Last month, we had 714,143 Pageviews and 234,107 unique visitors. 15% of this traffic came from Pinterest. Amazing! If Pinterest didn’t exist (a reality some photographers would prefer), then our traffic would be 15% less. Choosing to switch-off innovation is a fool’s errand, especially in today’s world. It reminds me of the scene in Anthem where the council of candle-makers becomes rather upset at the invention of the light bulb.
Someone on Pinterest can make a board called “Feeling a bit blue,” and they can fill it with cool-colored melancholy photos. Isn’t this just another way of making a poem? If I built up this pinboard and sent it to a friend, it’s nothing but a visual poem in a new medium. It’s just as powerful, and, in many ways, more accessible.
Pinterest is simply another way (a newer, evolving way, mind you) for humans to communicate with one another. It is increasingly the job of digital artists to inspire, share and bring more beauty and communication into the world.
There really is a lot more there, and it’s worth reading the whole thing. Also, Ratcliff appears to be an absolutely awesome photographer, so I recommend checking out his work too.

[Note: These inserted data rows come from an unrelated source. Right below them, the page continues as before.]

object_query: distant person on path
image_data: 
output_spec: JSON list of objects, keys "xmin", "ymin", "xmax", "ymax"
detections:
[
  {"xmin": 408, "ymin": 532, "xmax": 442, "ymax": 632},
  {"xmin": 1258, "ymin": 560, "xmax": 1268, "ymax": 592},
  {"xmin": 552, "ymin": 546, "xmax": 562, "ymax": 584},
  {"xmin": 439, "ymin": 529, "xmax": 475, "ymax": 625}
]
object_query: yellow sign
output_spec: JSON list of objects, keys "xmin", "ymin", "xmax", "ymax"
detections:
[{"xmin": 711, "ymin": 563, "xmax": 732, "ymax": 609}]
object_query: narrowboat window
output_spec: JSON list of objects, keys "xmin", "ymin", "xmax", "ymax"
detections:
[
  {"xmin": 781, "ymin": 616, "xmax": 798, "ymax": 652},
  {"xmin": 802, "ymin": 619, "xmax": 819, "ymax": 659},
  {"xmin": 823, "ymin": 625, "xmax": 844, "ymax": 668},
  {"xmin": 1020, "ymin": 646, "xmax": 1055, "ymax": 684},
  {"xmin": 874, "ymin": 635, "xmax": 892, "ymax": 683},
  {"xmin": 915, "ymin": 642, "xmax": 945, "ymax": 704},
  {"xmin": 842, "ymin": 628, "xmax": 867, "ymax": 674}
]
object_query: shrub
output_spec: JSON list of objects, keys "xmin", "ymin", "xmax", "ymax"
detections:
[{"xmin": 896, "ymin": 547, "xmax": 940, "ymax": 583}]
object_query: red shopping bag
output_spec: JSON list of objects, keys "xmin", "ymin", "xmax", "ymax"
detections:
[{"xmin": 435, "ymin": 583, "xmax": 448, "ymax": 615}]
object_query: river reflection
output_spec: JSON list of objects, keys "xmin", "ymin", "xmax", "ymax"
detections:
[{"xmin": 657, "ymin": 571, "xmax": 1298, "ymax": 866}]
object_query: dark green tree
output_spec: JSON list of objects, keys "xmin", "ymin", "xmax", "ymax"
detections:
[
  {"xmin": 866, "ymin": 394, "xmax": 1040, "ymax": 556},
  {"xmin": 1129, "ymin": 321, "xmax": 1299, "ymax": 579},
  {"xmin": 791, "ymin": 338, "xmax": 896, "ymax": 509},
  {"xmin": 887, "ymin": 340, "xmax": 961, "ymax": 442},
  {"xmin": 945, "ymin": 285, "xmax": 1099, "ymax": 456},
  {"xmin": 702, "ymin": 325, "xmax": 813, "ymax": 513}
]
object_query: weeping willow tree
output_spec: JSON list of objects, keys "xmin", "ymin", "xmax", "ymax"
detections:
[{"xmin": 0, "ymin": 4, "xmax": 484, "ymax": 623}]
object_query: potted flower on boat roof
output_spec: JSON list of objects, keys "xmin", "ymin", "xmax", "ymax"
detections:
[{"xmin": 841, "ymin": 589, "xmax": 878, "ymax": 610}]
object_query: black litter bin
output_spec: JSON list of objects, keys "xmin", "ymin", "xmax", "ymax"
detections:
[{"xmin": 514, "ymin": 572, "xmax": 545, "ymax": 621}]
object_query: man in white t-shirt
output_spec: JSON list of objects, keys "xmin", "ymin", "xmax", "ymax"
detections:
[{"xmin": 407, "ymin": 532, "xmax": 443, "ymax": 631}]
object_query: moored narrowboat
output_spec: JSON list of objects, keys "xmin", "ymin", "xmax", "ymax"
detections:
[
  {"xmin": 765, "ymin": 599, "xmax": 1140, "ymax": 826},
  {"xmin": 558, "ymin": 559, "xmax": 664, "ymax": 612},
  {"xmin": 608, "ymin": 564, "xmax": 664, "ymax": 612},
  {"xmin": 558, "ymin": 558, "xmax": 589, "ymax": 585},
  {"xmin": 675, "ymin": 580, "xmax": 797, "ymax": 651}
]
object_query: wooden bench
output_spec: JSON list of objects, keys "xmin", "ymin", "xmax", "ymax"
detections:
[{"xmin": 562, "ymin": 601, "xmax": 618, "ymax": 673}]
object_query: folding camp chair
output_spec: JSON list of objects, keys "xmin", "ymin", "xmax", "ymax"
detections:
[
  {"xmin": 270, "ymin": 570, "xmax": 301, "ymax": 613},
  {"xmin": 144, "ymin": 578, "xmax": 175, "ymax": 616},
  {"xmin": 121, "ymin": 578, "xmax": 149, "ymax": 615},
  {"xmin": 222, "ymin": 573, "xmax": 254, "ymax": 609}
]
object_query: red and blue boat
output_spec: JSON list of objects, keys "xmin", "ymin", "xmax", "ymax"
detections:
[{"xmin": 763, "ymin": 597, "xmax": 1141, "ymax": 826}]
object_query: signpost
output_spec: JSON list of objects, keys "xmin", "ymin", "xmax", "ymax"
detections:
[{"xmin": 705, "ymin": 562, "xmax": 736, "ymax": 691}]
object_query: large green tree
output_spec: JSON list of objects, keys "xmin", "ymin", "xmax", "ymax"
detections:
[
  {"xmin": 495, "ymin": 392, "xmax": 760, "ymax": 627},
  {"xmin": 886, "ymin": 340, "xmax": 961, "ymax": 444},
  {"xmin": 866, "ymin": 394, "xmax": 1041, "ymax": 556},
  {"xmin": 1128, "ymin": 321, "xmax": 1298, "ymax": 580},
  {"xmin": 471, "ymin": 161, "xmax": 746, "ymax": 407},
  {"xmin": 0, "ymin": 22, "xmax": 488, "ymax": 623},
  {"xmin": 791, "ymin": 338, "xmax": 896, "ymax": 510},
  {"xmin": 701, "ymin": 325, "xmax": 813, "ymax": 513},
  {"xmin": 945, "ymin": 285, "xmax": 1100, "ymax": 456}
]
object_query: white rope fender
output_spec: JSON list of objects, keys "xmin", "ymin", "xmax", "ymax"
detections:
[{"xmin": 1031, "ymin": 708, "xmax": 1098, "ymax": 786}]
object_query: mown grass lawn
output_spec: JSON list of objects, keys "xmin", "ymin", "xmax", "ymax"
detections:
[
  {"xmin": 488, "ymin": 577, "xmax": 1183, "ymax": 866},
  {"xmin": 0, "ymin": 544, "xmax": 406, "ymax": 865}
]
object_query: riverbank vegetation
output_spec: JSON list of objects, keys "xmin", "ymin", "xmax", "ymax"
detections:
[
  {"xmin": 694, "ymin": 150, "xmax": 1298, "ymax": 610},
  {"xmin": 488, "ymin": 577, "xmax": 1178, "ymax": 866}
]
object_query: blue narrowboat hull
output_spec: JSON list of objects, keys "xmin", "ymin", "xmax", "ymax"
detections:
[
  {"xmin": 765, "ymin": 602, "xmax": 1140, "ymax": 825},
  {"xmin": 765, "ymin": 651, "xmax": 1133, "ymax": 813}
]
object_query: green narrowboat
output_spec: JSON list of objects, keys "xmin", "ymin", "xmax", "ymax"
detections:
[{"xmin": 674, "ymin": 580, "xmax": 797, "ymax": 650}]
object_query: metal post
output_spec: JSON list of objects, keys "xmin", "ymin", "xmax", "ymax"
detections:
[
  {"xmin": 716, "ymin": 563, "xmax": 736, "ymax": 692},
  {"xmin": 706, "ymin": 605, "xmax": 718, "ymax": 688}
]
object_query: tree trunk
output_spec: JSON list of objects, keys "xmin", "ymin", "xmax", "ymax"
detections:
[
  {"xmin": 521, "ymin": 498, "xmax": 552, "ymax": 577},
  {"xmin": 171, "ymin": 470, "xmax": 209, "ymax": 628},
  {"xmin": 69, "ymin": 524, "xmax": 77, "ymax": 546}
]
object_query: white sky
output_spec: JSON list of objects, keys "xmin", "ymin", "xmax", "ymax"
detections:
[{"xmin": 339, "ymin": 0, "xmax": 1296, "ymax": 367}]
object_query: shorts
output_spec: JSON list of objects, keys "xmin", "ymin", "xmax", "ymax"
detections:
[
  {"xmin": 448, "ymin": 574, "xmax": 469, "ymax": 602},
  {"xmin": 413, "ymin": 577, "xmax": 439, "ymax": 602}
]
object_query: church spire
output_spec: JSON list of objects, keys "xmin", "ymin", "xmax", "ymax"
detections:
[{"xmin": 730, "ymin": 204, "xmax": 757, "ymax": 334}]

Either way, his point is a strong one, and it’s really no different than what many people have made to reactionary folks in other parts of the content industry. You can spend all your time trying to kill innovation or stop people from doing what they want to do… or you can bask in the wonderment that people want to do stuff, encourage them to do so, and make it easier for them to help spread your works… all the while making it easy for them to support you. Ratcliff seems to be a perfect example of our discussion on the benefits of being open, human and awesome.